It’s been almost a year since the new GDPR rules came into play, forcing businesses to change their practices in order to meet the tighter data regulations. Prior to the rules changing in May 2018, businesses were desperately trying to make the changes required in order to avoid potentially high fines.
So, now that it’s been almost a year since the regulations were introduced, how has it affected businesses?

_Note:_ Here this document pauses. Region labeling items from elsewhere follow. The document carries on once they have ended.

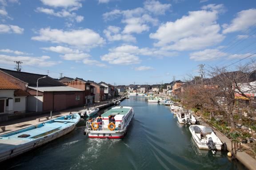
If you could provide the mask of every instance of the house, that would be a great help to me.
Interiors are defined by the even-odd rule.
[[[104,86],[104,100],[111,98],[111,87],[109,84],[103,81],[101,81],[99,84]]]
[[[124,93],[125,91],[125,86],[124,85],[118,85],[116,86],[116,89],[118,93]]]
[[[91,83],[82,78],[76,77],[68,82],[68,85],[75,88],[84,91],[84,97],[82,99],[84,103],[86,104],[94,103],[95,100],[94,93],[94,86],[91,85]]]
[[[62,82],[62,83],[68,85],[68,82],[74,80],[73,78],[68,77],[64,77],[60,78],[59,80],[59,81]]]
[[[57,111],[84,104],[82,90],[47,75],[0,68],[0,76],[29,94],[27,98],[28,112]]]
[[[150,90],[150,91],[154,94],[159,94],[161,85],[153,85],[151,86],[152,89]]]
[[[28,94],[0,76],[0,114],[26,112]]]
[[[93,93],[95,98],[95,102],[102,101],[104,100],[104,86],[94,82],[93,81],[88,80],[87,81],[91,83],[91,85],[94,88],[93,89]]]

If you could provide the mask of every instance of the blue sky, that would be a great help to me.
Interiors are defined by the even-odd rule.
[[[256,52],[254,0],[0,0],[0,67],[160,84]],[[255,55],[240,62],[248,62]],[[234,70],[234,66],[228,67]]]

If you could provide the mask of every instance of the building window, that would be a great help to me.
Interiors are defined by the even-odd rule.
[[[78,101],[80,100],[80,95],[76,95],[76,100]]]

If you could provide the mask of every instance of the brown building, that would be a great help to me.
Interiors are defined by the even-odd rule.
[[[28,93],[27,110],[29,112],[36,111],[36,108],[38,112],[57,111],[84,104],[83,90],[68,86],[47,75],[0,68],[0,76]]]
[[[104,86],[93,81],[88,80],[91,85],[94,87],[93,93],[95,95],[95,102],[102,101],[104,100]]]
[[[93,93],[94,86],[91,83],[82,78],[76,78],[68,83],[68,85],[78,89],[84,91],[84,103],[90,104],[94,103],[95,94]]]
[[[68,82],[74,80],[72,78],[68,77],[64,77],[62,78],[60,78],[58,80],[59,81],[62,82],[62,83],[68,85]]]

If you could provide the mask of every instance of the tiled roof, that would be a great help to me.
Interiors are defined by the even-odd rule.
[[[91,80],[88,80],[87,81],[88,81],[88,82],[89,82],[90,83],[92,83],[92,84],[95,84],[95,85],[98,85],[98,86],[99,86],[100,87],[104,87],[104,86],[103,86],[102,85],[100,85],[100,84],[99,84],[99,83],[97,83],[96,82],[94,82],[94,81],[91,81]]]
[[[14,96],[28,96],[29,94],[22,89],[18,89],[14,91]]]
[[[0,89],[18,89],[19,87],[0,76]]]
[[[0,68],[0,71],[10,75],[28,84],[30,86],[36,86],[36,81],[39,78],[46,76],[38,81],[38,86],[66,86],[63,83],[55,80],[47,75],[34,74]]]

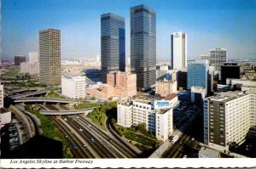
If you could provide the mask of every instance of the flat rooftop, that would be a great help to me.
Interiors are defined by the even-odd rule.
[[[227,92],[227,93],[217,93],[217,95],[210,97],[210,100],[212,101],[231,101],[237,98],[247,95],[247,93],[242,91],[234,91],[234,92]]]

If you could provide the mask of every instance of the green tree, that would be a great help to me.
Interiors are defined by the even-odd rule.
[[[147,134],[147,127],[146,127],[146,124],[143,123],[139,123],[137,126],[137,130],[141,132],[142,133]]]

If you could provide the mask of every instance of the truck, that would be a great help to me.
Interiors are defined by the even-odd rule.
[[[177,139],[178,139],[177,135],[173,136],[172,140],[172,144],[175,144],[175,142],[177,142]]]

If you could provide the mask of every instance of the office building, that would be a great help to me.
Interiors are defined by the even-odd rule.
[[[23,55],[16,55],[15,56],[15,65],[20,65],[20,63],[26,62],[26,58]]]
[[[172,79],[172,71],[168,70],[168,65],[161,65],[156,70],[156,81],[163,81],[164,79]]]
[[[131,72],[137,74],[137,87],[155,84],[156,14],[145,5],[131,8]]]
[[[209,62],[207,60],[195,60],[188,65],[188,86],[187,89],[191,90],[192,87],[201,87],[207,89],[207,77],[209,73]]]
[[[84,99],[85,76],[62,76],[61,94],[70,99]]]
[[[162,100],[133,99],[118,104],[117,123],[129,127],[141,123],[155,134],[157,139],[166,141],[173,132],[172,110],[178,104],[177,94]]]
[[[40,83],[61,85],[61,31],[55,29],[39,31]]]
[[[39,74],[39,63],[22,62],[20,63],[20,73],[29,73],[30,75]]]
[[[219,93],[204,100],[204,142],[212,149],[228,152],[255,125],[256,93]]]
[[[212,48],[210,50],[210,65],[215,66],[219,71],[220,66],[228,61],[227,50],[224,48]]]
[[[224,63],[220,70],[221,83],[225,85],[227,78],[240,79],[240,66],[237,63]]]
[[[178,90],[186,90],[187,89],[187,78],[188,78],[188,72],[183,70],[177,70],[176,73],[176,79],[177,79],[177,87]]]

Some businesses still have long way to go to be compliant
After six months of the new GDPR regulations coming into play, many businesses reportedly still had a long way to go to comply. The reasons behind this include issues with data sprawl, uncertainty surrounding data ownership and the sheer volume of customer data collected.
Large businesses in particular are struggling to comply due to how many systems they have in place managing their data. A recent poll found that the average large business uses approximately 24 systems to store and manage its data. In fact, 1 in 5 large businesses use over 40 systems, making it clear just how difficult it is to ensure they are complying with new regulations.
Although as it stands, the maximum fine for failing to meet GDPR has yet to be issued, some businesses such as a Portuguese hospital, have been penalised. Compliance complaints are also on the increase as consumers become more aware of the regulations businesses now need to be following. This means, businesses can no longer afford to ignore GDPR and hope for the best.
Is it impossible to fully comply with GDPR?
Recent research carried out by EY, suggest the majority of companies aren’t able to fully satisfy the GDPR terms. In fact, 1 out of 5 businesses claimed they felt it was impossible to fully comply with the new regulations.
However, despite many businesses believing meeting GDPR rules is impossible, 44% feel that their business either almost or fully meets he regulations. The ways businesses have worked towards being fully compliant include training, technological developments and hiring data protection officers.
What about the positive impact of GDPR?
Not all businesses report a negative experience surrounding the GDPR regulations. IT professionals see the changes as positive for commercial operations. Just 18% of IT decision makers claim GDPR has had a negative impact on their business. In contrast, 53% claim it has had, or is going to have, a positive impact.
Companies which are having issues complying with GDPR regulations can make the process a little easier by ensuring they have better systems in place. Companies such as SSG Insight for example, can help to provide full computerised management systems.
Overall, nearly a year after GDPR was introduced, some businesses are still struggling to meet the new regulations. However, there certainly hasn’t been an overly negative impact on businesses like it was previously expected. There are things businesses can do if they feel they are struggling to become fully compliant and investing in better computer systems is just one of them.